DR CHET SPEVENS | Finance Expert | CONTACT
$425. That’s how much profit one of my investment properties made me from a couple of city slickers staying there while visiting our beautiful town of Betoota last weekend.
Did you know that the same time last year, when I was renting out that same property to a single mother on welfare on a 12-month lease, I was not making any profit? In fact, I was losing $35 each week (although I got it back come tax time).
Transforming your investment property from a long-term rental to a short stay accommodation is more lucrative for humble landlords like you and I. Plus, it’s less stressful. There’s less regulation and legislation to adhere too, and if your short stay tenant is demanding, well it doesn’t matter because they’ll be gone by the end of the week!
By every measure, short stay accommodation is the more profitable choice for us landed gentry. So why on John Howard’s good green Earth would the Betootanese government be considering charging our AirBnBs a new tax to make it harder for us to make a dollar?
Sure, the government might claim that it’s to ease the so-called ‘rental crisis’ in tourist areas such as Betoota’s famed French Quarter.
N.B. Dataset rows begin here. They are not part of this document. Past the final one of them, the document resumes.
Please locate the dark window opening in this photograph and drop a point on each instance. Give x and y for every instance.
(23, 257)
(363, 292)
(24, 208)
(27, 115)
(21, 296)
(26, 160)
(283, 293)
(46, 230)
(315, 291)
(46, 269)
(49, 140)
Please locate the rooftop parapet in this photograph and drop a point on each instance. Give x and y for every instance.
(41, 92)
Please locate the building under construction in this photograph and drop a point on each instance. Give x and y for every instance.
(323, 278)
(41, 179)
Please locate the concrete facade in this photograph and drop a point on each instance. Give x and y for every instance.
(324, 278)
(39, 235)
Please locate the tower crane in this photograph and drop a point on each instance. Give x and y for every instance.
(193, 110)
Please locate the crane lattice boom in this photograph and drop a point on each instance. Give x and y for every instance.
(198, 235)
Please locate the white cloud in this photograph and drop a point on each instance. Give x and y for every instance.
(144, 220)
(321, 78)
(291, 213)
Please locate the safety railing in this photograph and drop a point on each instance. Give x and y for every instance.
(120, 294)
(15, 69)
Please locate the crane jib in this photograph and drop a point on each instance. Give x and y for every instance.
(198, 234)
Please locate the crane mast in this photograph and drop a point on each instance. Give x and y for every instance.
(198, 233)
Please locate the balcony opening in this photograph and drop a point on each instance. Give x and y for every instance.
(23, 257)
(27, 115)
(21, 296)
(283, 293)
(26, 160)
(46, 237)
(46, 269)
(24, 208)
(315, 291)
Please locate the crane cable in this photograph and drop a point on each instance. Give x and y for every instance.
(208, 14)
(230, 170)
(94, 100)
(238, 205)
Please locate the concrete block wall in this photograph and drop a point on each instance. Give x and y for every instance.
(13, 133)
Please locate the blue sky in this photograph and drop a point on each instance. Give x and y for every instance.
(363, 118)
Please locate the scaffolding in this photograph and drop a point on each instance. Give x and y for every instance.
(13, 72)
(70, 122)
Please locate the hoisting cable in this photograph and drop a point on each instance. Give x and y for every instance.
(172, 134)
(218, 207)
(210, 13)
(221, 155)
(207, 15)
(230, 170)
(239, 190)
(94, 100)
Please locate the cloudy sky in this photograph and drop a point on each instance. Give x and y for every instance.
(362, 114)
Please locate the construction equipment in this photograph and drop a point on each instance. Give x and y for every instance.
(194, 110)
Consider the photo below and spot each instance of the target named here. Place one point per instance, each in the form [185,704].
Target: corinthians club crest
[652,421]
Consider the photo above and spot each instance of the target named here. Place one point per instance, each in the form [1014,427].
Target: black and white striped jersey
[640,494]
But really, it’s just another shameless money grab.
Now even Airbnb itself is succumbing to this ultra greenie radical left pressure and is supporting calls for a tax on tourists to try to combat the housing affordability crisis.
Has the world gone mad?!
It is getting hard for Landlords like us to eeek out a profit during this rental and cost of living crisis.
Why is no one talking about the effect this is having on the financial and mental health of our ever dwindling cohort of Aussie landlords who decided to get up off their yoga ball and make something of themselves?
Look, I am all for housing reform to ease the rental crisis. I am. But it must be done in a way that does not alienate the landlord class any further by attacking their profit margins.
Which I know is impossible. But so long as it negatively affects me then I’m against it no matter the social costs to wider society.
Support the economy. Support tourism. Say ‘Yes’ to short stay accommodation!